Students make plans to start new fraternity


Fraternity culture at Webster University has been dormant since Fall 2011. Sophomore public relations majors Stu Macki and Darren Lewis have decided try to resuscitate Greek life for male students. The potiential founding fathers hope to create a new fraternity centered on the ideas of philanthropy and brotherhood.

“Darren and I are trying to make this fraternity with more of a service and philanthropy base,” Macki said. “This can make the people that join it feel like they are making a difference in the world.”

Webster’s first fraternity, Delta Upsilon, didn’t continue in fall 2011. Its mission statement said the frat was to “(build) better men, and (better) Webster University and its students.”

Based on four founding principles, Delta Upsilon “placed strong attention on academic success, charitable work in the community and broadening our cultural understanding,” said Jeffrey Royer, a 2010 Webster graduate and past Delta Upsilon member. The fraternity struggled with financial shortcomings and low enrollment.

Royer said without the presence of Greek life, Webster lacks a large piece of the college experience. He believes the option should be available to students, whether they want to be a part of that experience or not.

Lewis, who is excited he and Macki both strive for brothers on Webster’s campus, said having a Greek life on campus gives students development and growth.

“Having a positive foundation like Greek life at a university or college that you are involved in, you feel more certain about your decisions,” Lewis said. “I think that the missing aspect is that men feel uncertain about their involvement as a whole. This frat will bring confidence and assurance to all who are involved, not only on campus, but in their lives with our philanthropy plans.”

Currently, the fraternity is only an interest group with a dozen members. However, Lewis and Macki intend to recruit 30 to 40 brothers. Their main goal, Lewis said, is to scout as many freshmen as possible to keep the organization alive. Macki believes their recruitment is what makes this fraternity different. He said he is already considering how to keep the fraternity alive after he graduates. Lewis said he wants a fraternity with meaning.

“What motivated me to bring a fraternity back to campus was to showcase a group of men that stood for something — intellectual gentleman, to be exact,” Lewis said.

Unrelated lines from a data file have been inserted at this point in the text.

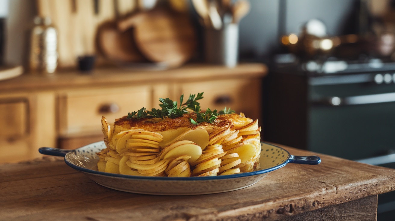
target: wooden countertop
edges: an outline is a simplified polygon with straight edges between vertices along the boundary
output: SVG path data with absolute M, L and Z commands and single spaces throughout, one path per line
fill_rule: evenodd
M 138 71 L 115 67 L 96 69 L 90 73 L 78 71 L 59 71 L 51 76 L 24 73 L 18 77 L 0 81 L 0 91 L 59 89 L 62 87 L 105 86 L 166 80 L 194 81 L 220 79 L 243 76 L 261 77 L 266 74 L 266 66 L 261 63 L 241 63 L 235 68 L 223 65 L 191 63 L 181 67 L 162 71 Z
M 318 165 L 289 163 L 245 189 L 186 196 L 109 189 L 60 157 L 0 165 L 0 219 L 375 220 L 377 195 L 395 189 L 395 170 L 317 155 Z

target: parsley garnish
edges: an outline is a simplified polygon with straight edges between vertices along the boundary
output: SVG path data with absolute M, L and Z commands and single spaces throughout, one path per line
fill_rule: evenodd
M 145 118 L 159 118 L 163 119 L 165 117 L 176 118 L 182 117 L 184 113 L 189 113 L 188 110 L 190 110 L 196 114 L 196 119 L 195 121 L 190 119 L 191 123 L 198 125 L 201 122 L 207 122 L 213 123 L 220 114 L 226 114 L 235 113 L 235 111 L 230 108 L 227 109 L 226 107 L 224 110 L 217 112 L 217 110 L 211 111 L 207 108 L 205 112 L 202 112 L 200 110 L 200 104 L 196 101 L 203 98 L 203 92 L 198 93 L 196 95 L 191 94 L 188 99 L 183 103 L 184 95 L 180 97 L 179 105 L 177 101 L 173 101 L 169 98 L 159 98 L 159 101 L 162 104 L 159 106 L 161 110 L 152 108 L 151 111 L 146 110 L 145 108 L 143 108 L 138 111 L 133 111 L 128 113 L 127 119 L 141 119 Z

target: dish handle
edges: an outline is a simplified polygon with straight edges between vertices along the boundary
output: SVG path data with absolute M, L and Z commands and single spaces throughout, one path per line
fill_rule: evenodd
M 67 153 L 73 150 L 66 150 L 52 147 L 41 147 L 38 149 L 38 152 L 40 154 L 58 156 L 64 156 Z
M 289 158 L 290 163 L 300 164 L 315 165 L 321 163 L 321 158 L 316 156 L 294 156 L 291 155 Z

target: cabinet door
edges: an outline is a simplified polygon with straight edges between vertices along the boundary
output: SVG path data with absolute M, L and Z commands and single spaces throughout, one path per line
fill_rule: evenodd
M 0 98 L 0 162 L 24 160 L 28 155 L 28 108 L 26 98 Z
M 151 108 L 151 88 L 141 86 L 78 90 L 62 93 L 58 118 L 63 136 L 100 134 L 101 119 L 110 124 L 142 107 Z
M 209 108 L 219 111 L 225 107 L 246 117 L 260 119 L 261 116 L 261 80 L 257 79 L 232 79 L 184 83 L 179 85 L 179 95 L 184 100 L 190 94 L 204 92 L 204 98 L 199 101 L 201 109 Z

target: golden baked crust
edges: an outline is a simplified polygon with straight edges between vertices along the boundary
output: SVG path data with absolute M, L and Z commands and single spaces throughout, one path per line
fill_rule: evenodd
M 242 113 L 231 113 L 219 115 L 213 123 L 191 123 L 190 119 L 196 118 L 194 113 L 174 119 L 125 116 L 116 119 L 110 128 L 103 117 L 107 147 L 98 154 L 99 171 L 188 176 L 229 175 L 259 168 L 261 128 L 257 120 Z

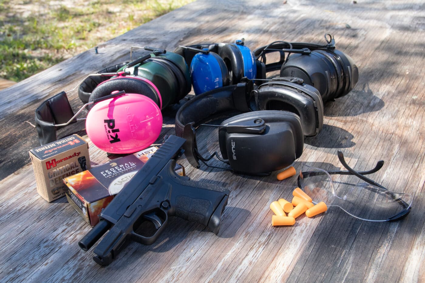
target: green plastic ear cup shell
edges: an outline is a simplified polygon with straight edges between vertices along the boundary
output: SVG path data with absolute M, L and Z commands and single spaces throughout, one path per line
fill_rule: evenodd
M 190 79 L 190 74 L 189 72 L 189 67 L 184 60 L 184 58 L 180 55 L 173 52 L 167 52 L 165 54 L 162 54 L 156 56 L 158 58 L 162 58 L 166 59 L 175 65 L 181 72 L 181 85 L 183 86 L 183 92 L 180 94 L 178 98 L 178 101 L 185 96 L 192 90 L 192 81 Z
M 192 85 L 189 68 L 181 56 L 168 52 L 156 56 L 130 68 L 119 71 L 129 71 L 152 82 L 159 91 L 162 108 L 178 102 L 190 91 Z

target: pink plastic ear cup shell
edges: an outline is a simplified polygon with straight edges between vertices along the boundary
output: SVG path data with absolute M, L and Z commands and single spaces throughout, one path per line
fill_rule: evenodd
M 132 79 L 139 79 L 140 80 L 144 81 L 146 82 L 147 82 L 148 84 L 150 85 L 150 86 L 152 86 L 152 88 L 153 88 L 153 89 L 155 90 L 155 91 L 156 92 L 156 93 L 158 93 L 158 97 L 159 98 L 159 106 L 161 108 L 161 109 L 162 109 L 162 98 L 161 97 L 161 93 L 159 93 L 159 90 L 158 90 L 158 88 L 156 87 L 156 86 L 153 84 L 153 82 L 152 82 L 149 80 L 147 79 L 145 79 L 144 78 L 143 78 L 141 76 L 116 76 L 114 78 L 112 78 L 112 79 L 109 79 L 107 80 L 104 82 L 102 82 L 100 84 L 98 85 L 97 86 L 100 85 L 102 84 L 105 82 L 108 82 L 112 79 L 119 79 L 120 78 L 131 78 Z M 139 94 L 143 95 L 143 93 L 139 93 Z
M 162 115 L 147 96 L 128 93 L 101 101 L 87 115 L 87 135 L 96 147 L 111 153 L 130 153 L 152 144 L 161 133 Z

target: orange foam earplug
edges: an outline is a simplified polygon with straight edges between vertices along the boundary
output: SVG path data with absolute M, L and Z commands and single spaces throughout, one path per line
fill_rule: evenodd
M 297 174 L 297 171 L 295 171 L 295 168 L 291 166 L 287 169 L 283 170 L 278 174 L 278 180 L 282 181 L 292 177 L 296 174 Z
M 306 205 L 307 208 L 311 208 L 314 206 L 313 203 L 307 201 L 303 198 L 299 198 L 297 196 L 294 196 L 292 198 L 292 200 L 291 203 L 294 207 L 296 207 L 301 203 L 303 203 L 304 204 Z
M 306 211 L 306 215 L 308 217 L 313 217 L 319 213 L 325 212 L 328 210 L 328 207 L 323 201 L 320 201 L 318 204 L 311 207 Z
M 279 216 L 286 216 L 286 215 L 283 212 L 282 207 L 277 201 L 273 201 L 270 204 L 270 209 L 275 212 L 275 214 Z
M 300 188 L 295 188 L 294 191 L 292 192 L 292 195 L 294 196 L 298 196 L 298 198 L 303 198 L 307 201 L 309 201 L 312 202 L 313 201 L 312 200 L 312 198 L 309 196 L 309 195 L 306 194 L 305 192 L 303 191 Z
M 291 210 L 291 212 L 288 214 L 288 216 L 289 217 L 297 218 L 300 215 L 306 212 L 306 210 L 307 209 L 307 206 L 304 204 L 303 202 L 301 203 L 294 207 L 294 209 Z
M 294 206 L 292 205 L 292 204 L 284 198 L 280 198 L 278 201 L 278 202 L 280 205 L 280 207 L 283 209 L 283 211 L 286 212 L 289 212 L 294 208 Z
M 281 225 L 293 225 L 295 224 L 295 218 L 288 216 L 279 216 L 274 215 L 272 216 L 272 225 L 280 226 Z

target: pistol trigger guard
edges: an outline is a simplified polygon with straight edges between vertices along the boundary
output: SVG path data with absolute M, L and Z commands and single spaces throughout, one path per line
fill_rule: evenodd
M 161 219 L 158 217 L 158 215 L 155 214 L 155 212 L 145 214 L 143 215 L 143 218 L 153 223 L 157 230 L 159 229 L 159 227 L 162 225 L 162 221 L 161 221 Z

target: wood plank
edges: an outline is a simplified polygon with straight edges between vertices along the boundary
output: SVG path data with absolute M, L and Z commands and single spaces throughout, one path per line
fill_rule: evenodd
M 100 54 L 89 50 L 0 91 L 0 280 L 423 281 L 424 8 L 419 1 L 198 1 L 99 45 Z M 49 204 L 37 194 L 28 154 L 37 143 L 28 122 L 33 123 L 35 109 L 107 63 L 128 60 L 130 46 L 172 51 L 180 44 L 244 37 L 255 48 L 278 40 L 323 43 L 326 32 L 353 58 L 360 77 L 350 94 L 326 104 L 323 130 L 306 139 L 294 166 L 297 172 L 301 162 L 339 168 L 337 149 L 359 170 L 383 159 L 374 179 L 414 196 L 405 219 L 364 221 L 331 208 L 322 216 L 300 217 L 293 226 L 272 227 L 269 205 L 291 198 L 296 177 L 280 181 L 278 172 L 259 177 L 198 170 L 183 158 L 192 179 L 231 190 L 218 236 L 173 218 L 155 244 L 130 243 L 103 268 L 91 260 L 92 250 L 78 247 L 90 228 L 66 200 Z M 70 100 L 74 109 L 81 105 L 76 93 Z M 158 142 L 174 132 L 176 108 L 164 116 Z M 204 153 L 218 150 L 216 133 L 199 131 Z M 90 142 L 92 164 L 107 161 Z

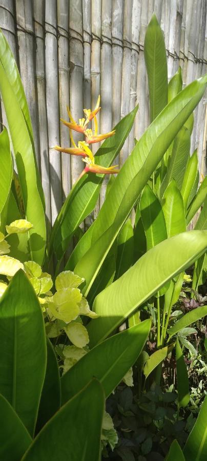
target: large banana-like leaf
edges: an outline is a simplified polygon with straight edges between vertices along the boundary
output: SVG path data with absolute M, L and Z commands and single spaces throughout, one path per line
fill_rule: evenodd
M 0 392 L 32 436 L 46 367 L 46 346 L 41 308 L 21 270 L 0 302 Z
M 60 378 L 53 347 L 47 338 L 47 368 L 36 425 L 38 432 L 60 406 Z
M 205 197 L 203 207 L 195 225 L 195 228 L 199 230 L 207 229 L 207 196 Z
M 181 188 L 189 156 L 190 145 L 189 131 L 185 127 L 182 127 L 177 135 L 173 144 L 167 173 L 160 186 L 160 197 L 162 197 L 166 187 L 173 179 L 175 179 L 178 188 Z
M 202 97 L 207 76 L 180 92 L 136 143 L 112 184 L 93 226 L 91 247 L 75 272 L 86 280 L 86 295 L 113 242 L 156 166 Z
M 143 190 L 139 206 L 149 250 L 167 239 L 168 236 L 160 203 L 148 184 Z
M 164 194 L 162 202 L 168 237 L 186 230 L 185 211 L 182 197 L 173 179 Z
M 102 384 L 107 397 L 120 383 L 141 352 L 151 322 L 148 319 L 109 338 L 84 355 L 61 379 L 64 404 L 93 376 Z
M 104 403 L 102 388 L 93 380 L 50 420 L 22 461 L 98 461 Z
M 13 173 L 9 138 L 5 128 L 0 134 L 0 229 L 4 232 Z
M 189 383 L 187 368 L 178 338 L 177 338 L 176 355 L 178 405 L 179 408 L 184 408 L 190 400 Z
M 144 53 L 152 121 L 168 104 L 168 68 L 164 36 L 155 14 L 147 29 Z
M 205 176 L 205 178 L 204 178 L 198 189 L 195 198 L 188 209 L 187 215 L 186 217 L 186 222 L 187 225 L 189 224 L 193 217 L 195 216 L 196 213 L 199 209 L 201 205 L 202 205 L 206 196 L 207 176 Z
M 116 132 L 104 141 L 95 156 L 98 165 L 110 166 L 120 152 L 128 136 L 137 113 L 137 106 L 115 127 Z M 104 175 L 90 173 L 80 178 L 68 196 L 55 222 L 51 237 L 58 259 L 64 254 L 75 230 L 92 211 L 96 203 Z
M 191 266 L 206 247 L 207 232 L 191 230 L 147 252 L 95 298 L 93 309 L 100 317 L 88 327 L 91 345 L 107 338 L 166 282 Z
M 0 394 L 0 459 L 19 461 L 32 438 L 7 400 Z
M 207 459 L 207 396 L 183 450 L 186 461 L 206 461 Z
M 0 36 L 2 38 L 1 34 Z M 16 70 L 14 67 L 14 78 L 9 78 L 7 73 L 11 64 L 9 65 L 7 58 L 4 57 L 4 53 L 8 53 L 7 47 L 0 47 L 0 53 L 2 53 L 0 54 L 0 91 L 14 148 L 26 217 L 34 226 L 34 228 L 29 233 L 29 257 L 42 264 L 46 240 L 43 188 L 37 168 L 31 133 L 12 86 L 14 82 L 14 90 L 16 92 Z M 8 59 L 9 58 L 8 57 Z M 8 65 L 5 69 L 3 64 L 4 59 Z M 12 57 L 11 59 L 13 63 Z M 20 87 L 19 87 L 19 91 L 23 92 Z M 23 101 L 24 97 L 19 97 Z M 26 258 L 27 255 L 25 259 Z
M 196 150 L 189 159 L 180 190 L 183 199 L 184 206 L 185 211 L 187 209 L 191 193 L 196 179 L 197 171 L 198 156 L 197 150 Z

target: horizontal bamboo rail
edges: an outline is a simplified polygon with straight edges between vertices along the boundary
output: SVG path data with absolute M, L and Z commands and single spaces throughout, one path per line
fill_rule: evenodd
M 59 123 L 60 117 L 67 116 L 67 105 L 78 119 L 82 116 L 83 106 L 90 107 L 91 103 L 93 107 L 100 94 L 102 111 L 97 118 L 101 130 L 108 131 L 139 102 L 134 126 L 118 159 L 121 165 L 133 147 L 134 137 L 139 138 L 149 124 L 143 41 L 153 12 L 164 35 L 169 78 L 180 65 L 185 86 L 206 72 L 206 3 L 207 0 L 0 0 L 0 27 L 17 62 L 28 101 L 49 221 L 54 222 L 82 169 L 79 159 L 50 149 L 59 143 L 70 146 L 68 130 Z M 198 148 L 203 175 L 206 103 L 204 96 L 195 111 L 191 145 L 192 151 Z M 6 124 L 2 101 L 1 114 Z M 106 186 L 107 179 L 95 217 Z

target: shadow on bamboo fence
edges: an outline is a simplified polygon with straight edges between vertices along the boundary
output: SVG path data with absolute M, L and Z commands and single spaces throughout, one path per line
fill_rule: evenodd
M 139 138 L 149 124 L 143 41 L 153 11 L 164 35 L 169 79 L 180 65 L 188 85 L 206 72 L 206 0 L 0 0 L 0 26 L 23 80 L 52 223 L 82 169 L 78 158 L 49 149 L 70 145 L 68 130 L 59 123 L 60 117 L 67 118 L 67 105 L 78 119 L 83 107 L 95 107 L 100 94 L 97 118 L 105 132 L 139 102 L 134 126 L 119 155 L 120 165 L 134 137 Z M 6 124 L 2 101 L 1 109 Z M 194 116 L 191 150 L 198 148 L 203 175 L 204 98 Z M 105 199 L 106 181 L 95 216 Z

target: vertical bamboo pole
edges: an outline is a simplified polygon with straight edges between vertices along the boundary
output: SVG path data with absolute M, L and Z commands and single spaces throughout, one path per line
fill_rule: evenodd
M 48 136 L 46 97 L 45 65 L 45 4 L 34 0 L 34 19 L 36 35 L 35 72 L 37 90 L 38 135 L 42 182 L 45 197 L 46 214 L 51 221 Z
M 132 54 L 132 0 L 125 2 L 123 10 L 123 52 L 121 82 L 121 117 L 129 113 L 130 109 L 131 59 Z M 119 154 L 120 166 L 129 155 L 129 137 L 127 138 Z
M 69 5 L 67 0 L 57 2 L 57 30 L 58 39 L 58 77 L 59 114 L 61 118 L 67 120 L 67 106 L 70 106 L 69 95 Z M 60 144 L 63 147 L 70 145 L 68 128 L 63 123 L 60 125 Z M 62 200 L 64 201 L 71 188 L 71 158 L 67 154 L 61 154 L 62 174 Z
M 14 58 L 17 62 L 14 21 L 13 0 L 0 0 L 0 27 L 11 47 Z M 1 96 L 1 106 L 2 122 L 4 125 L 8 127 L 5 111 Z
M 176 23 L 175 25 L 175 40 L 174 49 L 174 61 L 173 64 L 173 75 L 177 72 L 179 66 L 179 56 L 181 34 L 181 25 L 183 0 L 178 0 L 177 2 Z
M 95 107 L 98 95 L 100 94 L 101 0 L 91 0 L 91 107 L 93 109 Z M 97 120 L 100 127 L 100 112 L 97 114 Z M 92 151 L 94 154 L 99 145 L 99 143 L 93 145 Z M 99 209 L 98 200 L 94 211 L 94 218 L 96 217 Z
M 112 4 L 111 0 L 102 0 L 101 40 L 100 53 L 100 115 L 101 133 L 111 131 L 112 123 Z M 104 179 L 100 191 L 100 207 L 105 199 L 108 178 Z
M 132 19 L 132 55 L 130 87 L 130 111 L 134 109 L 137 98 L 137 68 L 139 58 L 139 38 L 141 18 L 141 0 L 133 0 Z M 134 124 L 129 138 L 129 152 L 134 146 Z
M 16 0 L 16 14 L 20 73 L 32 120 L 37 164 L 40 166 L 36 87 L 34 65 L 34 34 L 32 2 L 27 0 Z
M 57 9 L 56 0 L 46 0 L 45 61 L 47 111 L 49 147 L 59 145 L 59 115 L 57 70 Z M 50 178 L 52 224 L 61 205 L 60 155 L 50 150 Z
M 148 2 L 142 0 L 139 32 L 139 65 L 137 81 L 137 101 L 139 103 L 139 110 L 135 123 L 135 137 L 137 139 L 139 139 L 144 131 L 144 113 L 147 107 L 146 102 L 147 73 L 144 64 L 143 45 L 148 22 Z
M 121 117 L 123 0 L 112 3 L 112 126 Z
M 69 12 L 70 27 L 70 110 L 75 120 L 83 117 L 82 79 L 84 53 L 82 0 L 71 0 Z M 81 139 L 79 133 L 74 133 L 75 142 Z M 84 168 L 79 157 L 71 157 L 71 182 L 75 182 Z
M 84 28 L 84 106 L 91 107 L 91 0 L 82 0 Z
M 176 14 L 177 13 L 177 1 L 176 0 L 171 0 L 170 3 L 170 32 L 169 32 L 169 43 L 168 47 L 168 79 L 170 80 L 173 75 L 173 67 L 174 67 L 174 57 L 175 52 L 175 45 L 176 35 L 177 31 L 176 30 Z

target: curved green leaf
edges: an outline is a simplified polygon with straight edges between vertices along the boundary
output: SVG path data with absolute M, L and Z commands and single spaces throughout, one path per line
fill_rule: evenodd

The revamped frat will not have a name until the process is further along. Macki and Lewis are still scouting for a fraternity to affiliate with, which will determine the Greek name. They also have plans to combat the financial issues Delta Upsilon faced.

“We are trying to not make money a factor in what fraternity we choose,” Macki said.

However, Royer, who has a degree in accounting, said it could affect recruitment.

“It is very difficult to recruit new members when the financial burden of joining the organization is high,” Royer said.

The entry fee varies from frat to frat, but fees depend on each member’s philanthropy and the number of brothers. Though the process of choosing a fraternity isn’t complete, the possible entry fee for the fraternity is about $280. The potential founding fathers are in the process of “shopping for fraternities” by getting in contact with their top three fraternity’s representatives.

“We aren’t deciding on one,” Macki says. “It’s like bidding. They have to convince us they’re the best fraternity to come here.”

Royer anticipates other keys for the new fraternity to be successful, citing fun as a particularly crucial ingredient. The moment meetings and events sound like chores, he said, is the moment everything falls apart and interest is lost. The support of the university is critical as well, he said.

Royer said there were several voices of outspoken Student Government Association (SGA) members against the idea of a fraternity.

“The school wanted to ensure the addition of Greek life to campus wouldn’t change the culture of the university. The negative connotation of frat guys was a stigma that we tried shaking, but never fully broke away from,” Royer said. “If the fraternity’s mission is to make the community, the members and the school better, it shouldn’t have to be an uphill battle every step of the process.”